Greta Thunberg left Plymouth, England, two weeks ago in a zero-emission sailboat and arrived to a cheering crowd that lined the Hudson River promenade as she and her crew were escorted into a lower Manhattan marina on Wednesday, August 28. Thunberg will attend and speak at the United Nations Climate Action Summit on September 23, in New York.
Thunberg is world-known for her activism and spreading climate change awareness.
The young climate activist has made headlines around the world for her weekly Friday school strikes to spread climate change awareness, and for her no-nonsense speeches to world leaders, demanding for action against global warming to be taken now.
Greta Thunberg refused to fly to New York because of the carbon that would be released from the plane travel. Even throughout her travels in Europe, she takes clean transportation, including electric vehicles.
She noted that the ocean trip was not as uncomfortable as she thought it would be and that she did not get seasick. That being said, while the boat – The Malizia II – was powered by renewable energy, it was far from having what the average person would call comfortable accomodations.
The Malizia II wasn’t built for trans-Atlantic trips. It is designed for high-speed, offshore racing and is equipped with onboard electronics powered by underwater turbines and solar panels. Because the 60-foot racing yacht requires weight to be kept to a minimum, it has no toilet (only a bucket), no fixed shower and no windows below deck. There is only a small gas cooker to heat up freeze-dried food.

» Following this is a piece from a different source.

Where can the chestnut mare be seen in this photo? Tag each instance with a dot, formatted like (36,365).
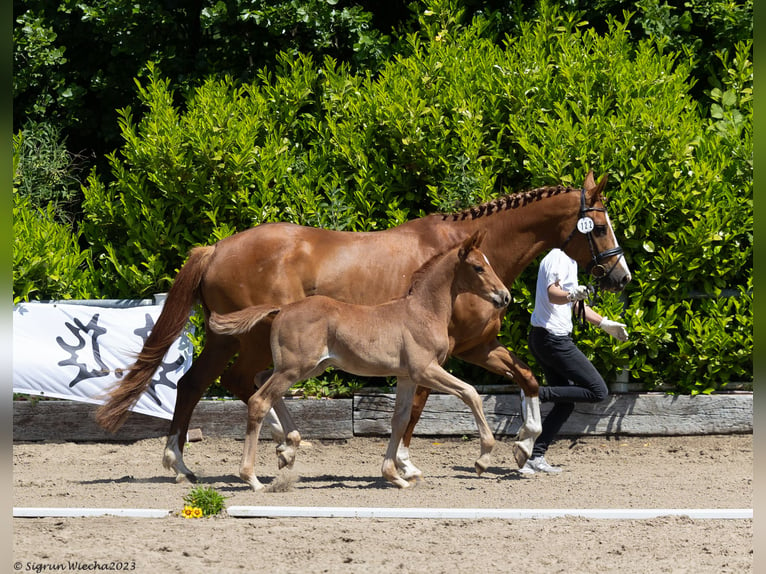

Greta Thunberg will join the world leaders at the Climate Action Summit who will present plans to lower greenhouse gas emissions.
Thunberg’s New York City arrival was eagerly anticipated. In addition to there being several people to cheer her arrival, her boat was accompanied into New York by a flotilla of 17 sailboats that were organized by the United Nations. Each boat represented 17 UN goals, such as action to prevent climate change, and goals to end poverty and preserve the environment by 2030.
“It is insane that a 16-year-old would have to cross the Atlantic Ocean to make a stand,” Thunberg said, CTV News reports. “The climate and ecological crisis is a global crisis, the biggest crisis that humanity has ever faced, and if we don’t manage to work together and to co-operate and to work together despite our differences, then we will fail.”
Greta Thunberg did stress, however, that crossing the Atlantic as she had “is not something I want everyone to do.”